By James Fegan
Friday night found Chris Sale in New York City, easily, almost sleepily dancing his way through another major league lineup. He took miles off his fastball, he threw a weird, loopy slurve-like pitch that isn’t supposed to be effective at the major league level, and the pitcher who forced his name into every baseball-watching household in the country by leading the American League in strikeout rate the past two seasons, was content to collect just six over nine innings against a struggling Yankees lineup.
As dominant and overpowering as Sale’s career has been, it has been punctuated by a hint of frailty, or at least fear of it. His unusual delivery has had every amateur observer counting down the days until his elbow explodes, he needed to fight his general manager to stay in the rotation in 2012 due to durability concerns, and his stint on the disabled list in 2014 is the only thing that interrupted a trend of waning performance down the stretch of every season. Sale is captivating, but demands an eye toward how he is doing as much as what he is doing.
Reduced velocity and an absence of his best stuff would be a red flag if Sale didn’t seem so at peace, so purposeful and in control. Playing on perhaps the best team he’s been on in his entire career, Sale is 8-0 (which is the best mark in baseball), his ERA is a minuscule 1.67 (second only in baseball to his teammate, Jose Quintana) and his less-than-max effort approach has allowed him to glide to a MLB-high 59.1 innings.

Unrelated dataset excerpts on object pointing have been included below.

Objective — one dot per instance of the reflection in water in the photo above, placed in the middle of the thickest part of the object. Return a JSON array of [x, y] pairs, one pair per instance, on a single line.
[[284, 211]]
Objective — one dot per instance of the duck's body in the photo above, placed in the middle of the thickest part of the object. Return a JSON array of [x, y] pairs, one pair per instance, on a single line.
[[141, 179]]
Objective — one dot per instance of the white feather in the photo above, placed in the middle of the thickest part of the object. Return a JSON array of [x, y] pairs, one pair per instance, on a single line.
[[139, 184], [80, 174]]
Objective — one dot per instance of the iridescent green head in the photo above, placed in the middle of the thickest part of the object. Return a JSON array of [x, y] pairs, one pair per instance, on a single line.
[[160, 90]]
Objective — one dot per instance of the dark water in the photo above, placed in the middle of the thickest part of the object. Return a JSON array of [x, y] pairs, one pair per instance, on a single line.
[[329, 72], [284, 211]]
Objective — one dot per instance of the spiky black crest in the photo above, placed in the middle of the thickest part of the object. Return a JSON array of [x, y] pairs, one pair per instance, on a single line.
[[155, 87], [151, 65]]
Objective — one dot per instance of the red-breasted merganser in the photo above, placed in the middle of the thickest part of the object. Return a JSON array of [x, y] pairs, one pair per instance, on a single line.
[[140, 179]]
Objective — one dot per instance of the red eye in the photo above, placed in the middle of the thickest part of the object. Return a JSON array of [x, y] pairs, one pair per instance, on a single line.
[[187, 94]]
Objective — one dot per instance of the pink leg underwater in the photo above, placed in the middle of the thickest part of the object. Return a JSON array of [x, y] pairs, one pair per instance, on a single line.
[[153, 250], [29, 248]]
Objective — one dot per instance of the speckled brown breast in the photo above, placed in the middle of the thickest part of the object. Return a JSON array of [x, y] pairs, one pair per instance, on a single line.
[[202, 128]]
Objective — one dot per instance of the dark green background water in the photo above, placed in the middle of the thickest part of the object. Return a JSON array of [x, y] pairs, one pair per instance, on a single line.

Meanwhile, reigning AL Cy Young Winner Dallas Keuchel is missing a mile off his fastball and looking like the pre-2014 breakout version of himself. David Price is racking up more strikeouts than ever but has a 6.00 ERA through eight starts, Corey Kluber‘s stuff still looks sharp but he’s also off to a slow start results-wise and has somehow already been charged with five losses. Old divisional foe Max Scherzer is blowing away hitters in the National League these days, and Felix Hernandez, who is still just 30 years-old despite being in his 12th year, and was once the standard bearer for greatness in the American League, is pulling a far more high-wire act to succeed with diminished stuff than Sale, and likely not by choice.
From this view, the year where Sale has finally found the wisdom to ease his foot off the gas, the road to his first Cy Young Award has cleared in front of him. He always had the necessary talent, now he has every intangible skewed in his favor, a huge head start on the field, and could be holding back his best bullets for the stretch drive.
In the midst of his laid-back Friday night start, where Sale recorded just five swings-and-misses, the lowest total he’s had in any start since September of 2014, he still found it in him to blow a 96 mph fastball by Carlos Beltran, and even if his slurve looks bizarre, it’s still so unhittable when he uses it to dot the outer half that most do not even offer.
Save for some shakiness in a blowout win over Baltimore, Sale hasn’t been tested, or had his approach of showing just enough of his best stuff thrown back at his face. Until it happens, it can’t be certain that all the fury he’s uncorked the last four years is still lying in wait. But even right now he’s the best pitcher in the league, and that’s a pretty good place to start a Cy Young case.